FIG. 8 depicts a system 80 in accordance with the technique 60. In
this manner, the conduit 23 (containing the optical fiber 20) is
disposed inside a central passageway of the well casing string 24,
and the upper end of the optical fiber 20 is optically coupled to
the OTDR circuit 22.
FIG. 9 depicts another system 100 in which the conduit 23 is
located inside the central passageway of the casing string 24.

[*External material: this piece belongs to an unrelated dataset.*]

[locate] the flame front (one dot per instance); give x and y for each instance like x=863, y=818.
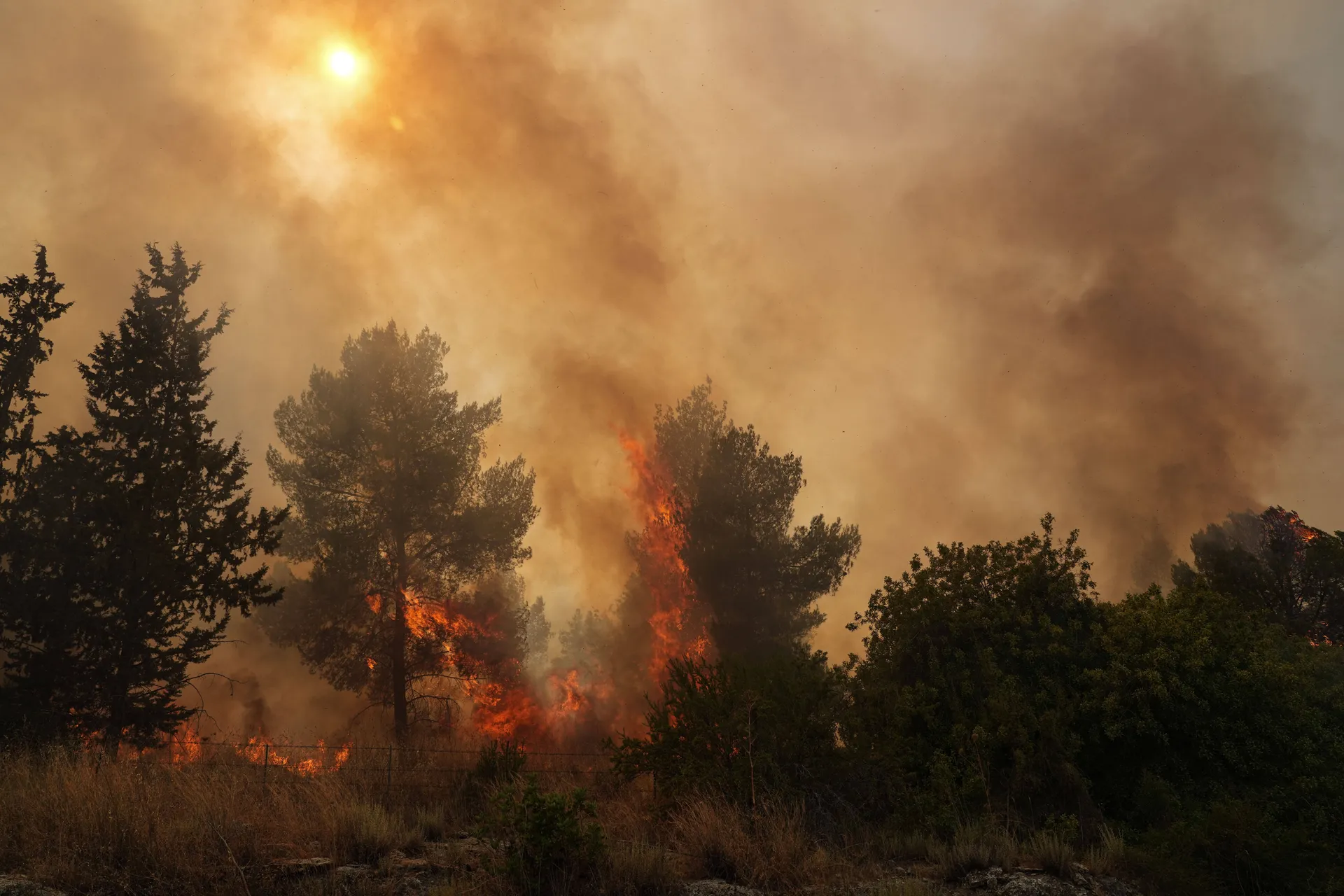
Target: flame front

However, in the system 100, the conduit 23 is attached to another
tubing 150 that extends downhole. In this manner, in the system
100, the conduit 23 may be attached via clamps or bands 154 (for
example) to the tubing 150. As an example, the tubing 150 may be
used for purposes of introducing the test fluid into the well,
communicating other fluid downhole, controlling a downhole tool,
etc.
In some embodiments of the invention, the tubing 150 includes a
perforated tail pipe section 152 that extends across the relevant
zone or zones. In some embodiments of the invention, the conduit 23
is placed in a position such that the perforation tunnels of the
well, such as the perforation tunnels 34, do not coincide with the
conduit 23. As an example, test fluid may be delivered into the
well via the perforated tail piper section 152. Furthermore,
fracturing fluid may subsequently be communicated into the well via
the section 152.
Other embodiments are within the scope of the following claims. For
example, in some embodiments of the invention, a distributed
temperature sensor may be deployed in a lateral well bore. Other
variations are possible.
While the present invention has been described with respect to a
limited number of embodiments, those skilled in the art, having the
benefit of this disclosure, will appreciate numerous modifications
and variations therefrom. It is intended that the appended claims
cover all such modifications and variations as fall within the true
spirit and scope of this present invention.